5. The method of claim 4 further comprising:

determining the slope of the linear regression; and

determining the inverse of the slope to obtain an estimate of the standard deviation.

6. The method of claim 4 further comprising:

determining the quantiles of the normal distribution for each empirical probability; and

performing a robust linear regression of the quantiles versus the plurality of data samples.

7. The method of claim 4 further comprising:

obtaining a standard deviation for each data sample; and

averaging the standard deviations squared for the plurality of data samples; and

determining the square root of that average to obtain a single standard deviation estimate.

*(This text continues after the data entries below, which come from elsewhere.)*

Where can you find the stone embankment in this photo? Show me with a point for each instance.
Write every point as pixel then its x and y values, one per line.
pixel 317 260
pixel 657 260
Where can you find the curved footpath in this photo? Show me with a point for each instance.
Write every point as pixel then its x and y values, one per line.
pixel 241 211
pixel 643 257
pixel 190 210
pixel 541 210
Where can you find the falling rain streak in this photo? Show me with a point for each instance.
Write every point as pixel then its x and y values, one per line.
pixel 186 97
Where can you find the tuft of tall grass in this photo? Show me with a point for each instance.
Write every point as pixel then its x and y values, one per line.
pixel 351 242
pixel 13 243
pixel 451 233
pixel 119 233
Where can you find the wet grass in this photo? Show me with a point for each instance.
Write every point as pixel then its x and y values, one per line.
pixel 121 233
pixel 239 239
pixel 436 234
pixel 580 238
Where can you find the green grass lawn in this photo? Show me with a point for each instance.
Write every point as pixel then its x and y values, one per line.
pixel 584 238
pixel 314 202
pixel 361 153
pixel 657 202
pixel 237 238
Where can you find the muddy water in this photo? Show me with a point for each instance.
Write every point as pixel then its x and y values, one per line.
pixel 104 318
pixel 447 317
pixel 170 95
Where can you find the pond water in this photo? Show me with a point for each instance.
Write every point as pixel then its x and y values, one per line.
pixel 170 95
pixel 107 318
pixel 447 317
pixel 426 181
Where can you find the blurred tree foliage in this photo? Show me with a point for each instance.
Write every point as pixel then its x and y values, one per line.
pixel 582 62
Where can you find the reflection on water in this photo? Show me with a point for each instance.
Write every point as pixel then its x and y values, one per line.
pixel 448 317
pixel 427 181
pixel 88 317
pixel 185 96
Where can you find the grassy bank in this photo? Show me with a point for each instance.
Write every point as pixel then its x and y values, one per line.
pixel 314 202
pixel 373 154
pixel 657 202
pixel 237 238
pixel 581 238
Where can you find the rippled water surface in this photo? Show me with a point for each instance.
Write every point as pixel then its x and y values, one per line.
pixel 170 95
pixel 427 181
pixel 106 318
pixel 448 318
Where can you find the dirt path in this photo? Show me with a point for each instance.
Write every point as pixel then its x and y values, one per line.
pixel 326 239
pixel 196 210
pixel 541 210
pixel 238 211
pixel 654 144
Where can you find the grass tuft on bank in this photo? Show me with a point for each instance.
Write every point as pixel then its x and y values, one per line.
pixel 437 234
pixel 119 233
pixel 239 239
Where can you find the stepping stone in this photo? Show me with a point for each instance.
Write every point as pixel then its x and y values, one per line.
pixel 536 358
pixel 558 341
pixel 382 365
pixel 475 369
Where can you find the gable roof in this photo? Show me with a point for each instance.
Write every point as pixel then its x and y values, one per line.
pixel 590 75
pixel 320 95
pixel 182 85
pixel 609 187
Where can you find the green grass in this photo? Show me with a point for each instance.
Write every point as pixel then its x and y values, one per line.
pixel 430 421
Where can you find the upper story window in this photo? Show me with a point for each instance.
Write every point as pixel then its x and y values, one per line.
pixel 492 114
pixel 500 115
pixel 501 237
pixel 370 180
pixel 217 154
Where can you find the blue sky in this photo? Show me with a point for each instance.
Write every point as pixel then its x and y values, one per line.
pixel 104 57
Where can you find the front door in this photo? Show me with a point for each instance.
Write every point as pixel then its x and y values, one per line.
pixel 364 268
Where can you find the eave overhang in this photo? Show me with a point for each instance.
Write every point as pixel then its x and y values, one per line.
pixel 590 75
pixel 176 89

8. A machine-readable medium having one or more instructions for determining a standard deviation for a plurality of values, which when executed by a processor, causes the processor to perform operations comprising:

(a) obtaining a plurality of data sets each data set including a plurality of values;

(b) determining the empirical probability of each of the plurality of values;

(c) determining the quantiles of the normal distribution for each empirical probability;

(d) performing a robust linear regression of the quantiles versus the plurality of values to obtain a standard deviation; and

(e) determining the standard deviation by obtaining the inverse of the slope of the robust linear regression

9. The machine-readable medium of claim 8 further comprising:

generating a cumulative probability plot of the quantiles versus the plurality of values, wherein the effect of any stray data value on the standard deviation is effectively reduced by use of the empirical probabilities.

10. The machine-readable medium of claim 8 further comprising:

obtaining a standard deviation for each data set; and

averaging the standard deviations squared for the plurality of data sets; and determining the square root of that average to obtain a single standard deviation estimate.